Thursday, February 27, 2003

Criticism of Russia Terror Response Unwarranted
By Alexander Marriott
UNLV Rebel Yell: November 7, 2002

The Russian government put an end to the terrorist siege inside a Moscow theatre last Saturday by pumping in what is now believed to have been a anesthesia-type gas that knocked out a large number of the people inside and resulted in the deaths of at least 116 hostages. Immediately after the situation was over, criticism from most of Europe, the Middle East, and the United Nations began to mount at the feet of Russian President Vladimir Putin.

Is this criticism warranted, though, given the situation Putin was dealing with? Chechen terrorists had stormed a Russian theatre and held some 850 people hostage under the threat of killing all of them unless Putin agreed to end the war in Chechnya. If Putin had agreed to these terms, how long would it have been before some other bunch of terrorists held another group of people hostage in Russia demanding foreign policy change, money, or weapons? Putin offered the terrorists their lives if they released the hostages and surrendered, a lenient position considering what he was dealing with. They refused, though, threatening to begin killing people if he didn't immediately comply with the previous demands.

At this point, Putin had a couple of options:

• He could order commandos to storm the theatre which would carry the risk of a big shootout in a small space, potentially putting hundreds at risk of being caught in the crossfire;

• He could pump in gas to knock everyone out and attempt to administer the antidote to the hostages to prevent losing them; or

• He could wait to the deadline to see if they were bluffing and risk having everyone in the theatre killed after the Chechens had already shot one person to show their resolve.

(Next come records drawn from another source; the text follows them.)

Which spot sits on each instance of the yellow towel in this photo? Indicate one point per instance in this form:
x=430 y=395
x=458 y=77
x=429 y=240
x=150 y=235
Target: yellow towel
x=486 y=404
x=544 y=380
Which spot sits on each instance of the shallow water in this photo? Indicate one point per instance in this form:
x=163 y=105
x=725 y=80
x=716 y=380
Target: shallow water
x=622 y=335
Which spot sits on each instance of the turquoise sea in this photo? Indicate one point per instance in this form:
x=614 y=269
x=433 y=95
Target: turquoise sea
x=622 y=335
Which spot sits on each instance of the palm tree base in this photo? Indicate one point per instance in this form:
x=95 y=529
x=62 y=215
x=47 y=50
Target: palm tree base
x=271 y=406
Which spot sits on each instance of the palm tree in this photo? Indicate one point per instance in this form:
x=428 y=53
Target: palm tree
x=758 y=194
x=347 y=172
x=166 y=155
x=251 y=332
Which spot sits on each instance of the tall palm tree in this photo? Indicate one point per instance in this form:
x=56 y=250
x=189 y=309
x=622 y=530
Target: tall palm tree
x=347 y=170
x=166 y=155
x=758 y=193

With these three scenarios, Putin obviously chose the one he thought would save the most people and neutralize the terrorists.

Why, then, is there all this criticism of Putin for having to deal with a situation the terrorists had created? This is because the people criticizing him see the terrorists as his own creation for his handling of the war in the breakaway Russian province of Chechnya. Is this really the case, though? Both sides in this ferocious war have committed atrocities already, even before Putin was in power; and if the Soviet Union were still in place, would this war even be happening?

In our revolution, Patriots didn't go to Britain or Canada and perpetrate terrorist acts against Britain; we fought their army and allies until they gave up, partly because a good portion of the British populace was sympathetic to the American cause. Would they have been sympathetic if we had terrorists in Britain or Canada killing civilians? There are far better ways to fight revolutions than the way the Chechens have decided to fight, and it can only be attributed to the fundamentalist, irrational religious beliefs they hold that causes them to see even visiting tourists as the enemy.

Instead of milling around and criticizing the victim country in this tragedy for saving over 700 people, these other agencies and governments should be blaming the terrorists because the blood of 116 people killed by the gas is clearly on their hands, not Putin's.